The Missing Part!


Sometimes I pretend to be all grown up and moved on with life but truth is I still miss you. Your innocence, your uncontrollable laughter, your big ideas about life. How you would jump out of excitement when you would encounter change. How happy you would become when you met new people, telling them about all the stories you knew, new and old. How you would dance in the rain. How you would get over things that were meant to hurt you. How you loved people. How you never noticed the flaws with in them, instead you saw beauty. 

I still remember the days when you would talk to animals, flowers, the moon and the stars. I still remember how you would weave your dreams, day and night and the plans you made. How with every defeat and betrayal you still saw the best in people. you would make yourself believe that you could move mountains if you put yourself upto it.

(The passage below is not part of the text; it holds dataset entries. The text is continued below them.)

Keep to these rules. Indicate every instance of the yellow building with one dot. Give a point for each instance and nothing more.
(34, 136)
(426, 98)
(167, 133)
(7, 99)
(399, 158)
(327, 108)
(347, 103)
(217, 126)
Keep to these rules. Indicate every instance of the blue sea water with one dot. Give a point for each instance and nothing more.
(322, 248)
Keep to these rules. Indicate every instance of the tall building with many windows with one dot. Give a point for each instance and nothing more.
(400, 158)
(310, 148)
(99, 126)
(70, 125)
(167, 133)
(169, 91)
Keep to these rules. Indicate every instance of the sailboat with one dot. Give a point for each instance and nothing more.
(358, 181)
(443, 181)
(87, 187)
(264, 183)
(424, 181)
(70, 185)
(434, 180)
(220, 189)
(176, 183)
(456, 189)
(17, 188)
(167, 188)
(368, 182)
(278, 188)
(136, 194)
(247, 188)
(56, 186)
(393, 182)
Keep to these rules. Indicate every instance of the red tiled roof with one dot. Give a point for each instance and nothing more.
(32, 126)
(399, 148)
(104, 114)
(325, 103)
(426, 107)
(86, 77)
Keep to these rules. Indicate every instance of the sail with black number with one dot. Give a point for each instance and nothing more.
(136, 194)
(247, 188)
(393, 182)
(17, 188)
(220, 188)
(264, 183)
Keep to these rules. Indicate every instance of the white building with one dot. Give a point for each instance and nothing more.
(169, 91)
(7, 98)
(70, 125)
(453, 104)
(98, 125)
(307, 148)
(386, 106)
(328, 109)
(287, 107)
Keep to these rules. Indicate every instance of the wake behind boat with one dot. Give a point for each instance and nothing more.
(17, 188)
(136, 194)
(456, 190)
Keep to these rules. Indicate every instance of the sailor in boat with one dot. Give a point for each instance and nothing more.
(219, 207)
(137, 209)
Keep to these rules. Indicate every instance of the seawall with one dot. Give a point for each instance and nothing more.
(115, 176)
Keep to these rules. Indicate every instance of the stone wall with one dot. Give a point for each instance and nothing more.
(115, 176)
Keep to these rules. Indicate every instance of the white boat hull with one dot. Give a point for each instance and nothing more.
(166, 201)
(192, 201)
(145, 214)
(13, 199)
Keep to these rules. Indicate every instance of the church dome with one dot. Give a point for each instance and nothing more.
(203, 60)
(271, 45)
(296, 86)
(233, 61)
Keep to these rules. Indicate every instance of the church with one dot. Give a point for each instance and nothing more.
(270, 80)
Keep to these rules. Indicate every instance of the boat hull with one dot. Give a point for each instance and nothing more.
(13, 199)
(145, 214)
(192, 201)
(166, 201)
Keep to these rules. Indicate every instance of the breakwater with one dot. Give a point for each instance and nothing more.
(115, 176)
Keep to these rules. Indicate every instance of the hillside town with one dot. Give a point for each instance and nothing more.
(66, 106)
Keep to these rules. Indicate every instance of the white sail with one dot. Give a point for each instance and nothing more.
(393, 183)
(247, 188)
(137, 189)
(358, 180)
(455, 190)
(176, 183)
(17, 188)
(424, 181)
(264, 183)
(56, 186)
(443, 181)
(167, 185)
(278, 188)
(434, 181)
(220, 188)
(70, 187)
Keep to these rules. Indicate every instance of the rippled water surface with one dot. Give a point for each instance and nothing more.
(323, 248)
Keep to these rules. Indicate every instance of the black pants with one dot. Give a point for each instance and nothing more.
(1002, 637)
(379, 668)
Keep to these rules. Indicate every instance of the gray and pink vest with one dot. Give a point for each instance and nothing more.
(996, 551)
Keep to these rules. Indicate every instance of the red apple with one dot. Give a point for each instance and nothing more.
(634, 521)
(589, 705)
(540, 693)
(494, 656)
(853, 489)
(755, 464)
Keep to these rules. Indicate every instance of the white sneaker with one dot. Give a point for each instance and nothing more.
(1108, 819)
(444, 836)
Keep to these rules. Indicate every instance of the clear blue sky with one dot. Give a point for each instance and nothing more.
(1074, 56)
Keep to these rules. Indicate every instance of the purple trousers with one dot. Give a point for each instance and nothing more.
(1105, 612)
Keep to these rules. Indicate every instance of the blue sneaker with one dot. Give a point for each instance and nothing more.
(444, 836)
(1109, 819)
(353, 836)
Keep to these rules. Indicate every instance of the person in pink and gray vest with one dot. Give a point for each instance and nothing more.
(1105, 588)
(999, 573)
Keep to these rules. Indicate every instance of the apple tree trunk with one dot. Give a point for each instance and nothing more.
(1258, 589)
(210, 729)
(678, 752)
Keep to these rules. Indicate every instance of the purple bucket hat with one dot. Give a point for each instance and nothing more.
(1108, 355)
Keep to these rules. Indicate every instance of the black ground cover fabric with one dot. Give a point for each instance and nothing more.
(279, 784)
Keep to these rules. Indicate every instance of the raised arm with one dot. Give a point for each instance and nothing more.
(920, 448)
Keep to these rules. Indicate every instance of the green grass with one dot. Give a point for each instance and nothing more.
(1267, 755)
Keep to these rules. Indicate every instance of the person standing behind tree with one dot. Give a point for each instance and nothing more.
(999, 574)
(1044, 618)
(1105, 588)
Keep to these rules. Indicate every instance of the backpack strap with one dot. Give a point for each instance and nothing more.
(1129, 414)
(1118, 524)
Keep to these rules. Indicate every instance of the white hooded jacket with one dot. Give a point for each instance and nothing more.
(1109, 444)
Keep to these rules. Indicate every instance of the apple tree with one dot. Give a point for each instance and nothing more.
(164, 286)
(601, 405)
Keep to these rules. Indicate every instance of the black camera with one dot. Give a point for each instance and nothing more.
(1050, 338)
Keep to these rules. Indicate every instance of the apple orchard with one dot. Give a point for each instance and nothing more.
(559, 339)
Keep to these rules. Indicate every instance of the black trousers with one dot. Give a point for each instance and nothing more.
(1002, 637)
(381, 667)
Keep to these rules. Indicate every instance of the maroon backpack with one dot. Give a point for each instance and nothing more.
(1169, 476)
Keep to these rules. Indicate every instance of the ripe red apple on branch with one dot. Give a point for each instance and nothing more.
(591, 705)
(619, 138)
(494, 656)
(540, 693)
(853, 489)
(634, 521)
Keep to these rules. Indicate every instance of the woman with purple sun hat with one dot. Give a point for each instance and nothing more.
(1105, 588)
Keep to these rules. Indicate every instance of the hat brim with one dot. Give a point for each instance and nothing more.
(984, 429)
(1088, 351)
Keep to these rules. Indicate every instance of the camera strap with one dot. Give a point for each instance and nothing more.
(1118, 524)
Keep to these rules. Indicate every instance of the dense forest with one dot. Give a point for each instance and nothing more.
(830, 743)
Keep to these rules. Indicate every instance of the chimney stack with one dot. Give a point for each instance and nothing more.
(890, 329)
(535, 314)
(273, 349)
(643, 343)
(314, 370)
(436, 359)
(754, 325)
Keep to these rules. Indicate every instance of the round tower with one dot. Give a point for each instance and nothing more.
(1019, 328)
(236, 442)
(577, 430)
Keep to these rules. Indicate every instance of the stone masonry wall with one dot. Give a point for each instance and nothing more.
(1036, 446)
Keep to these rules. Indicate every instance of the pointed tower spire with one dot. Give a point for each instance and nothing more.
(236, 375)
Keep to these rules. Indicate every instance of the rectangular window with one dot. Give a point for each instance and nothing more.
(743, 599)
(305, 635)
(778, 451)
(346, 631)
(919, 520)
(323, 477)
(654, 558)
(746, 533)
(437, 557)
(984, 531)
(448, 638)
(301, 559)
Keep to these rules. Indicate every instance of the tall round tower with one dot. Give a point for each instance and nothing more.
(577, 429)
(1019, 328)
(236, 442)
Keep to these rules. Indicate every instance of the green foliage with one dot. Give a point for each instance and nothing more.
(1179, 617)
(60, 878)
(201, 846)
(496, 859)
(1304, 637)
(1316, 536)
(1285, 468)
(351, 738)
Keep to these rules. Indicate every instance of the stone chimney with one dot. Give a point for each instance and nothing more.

How you waited for that one human to show up_your person.

But nothing went as you planned, people changed on and on again. Their hurtful words stained your heart, darkened it. So, you became more quiet and selective. New people and situations didn't excite you anymore. Now, you run towards your house where you sit alone in your company. Fearing change as if anything new is gonna swallow you whole. The part of you that craved change has gone dormant. You have stopped waiting for your person. Instead started becoming your own person.

Independence came with its own drawbacks. You are tired, lonesome and sad. You were never supposed to be this person. deep down you still wanna meet new people, go new places but the fear of meeting the same old coldness overtakes that little part of you. The missing dormant part of the old you, the happy you.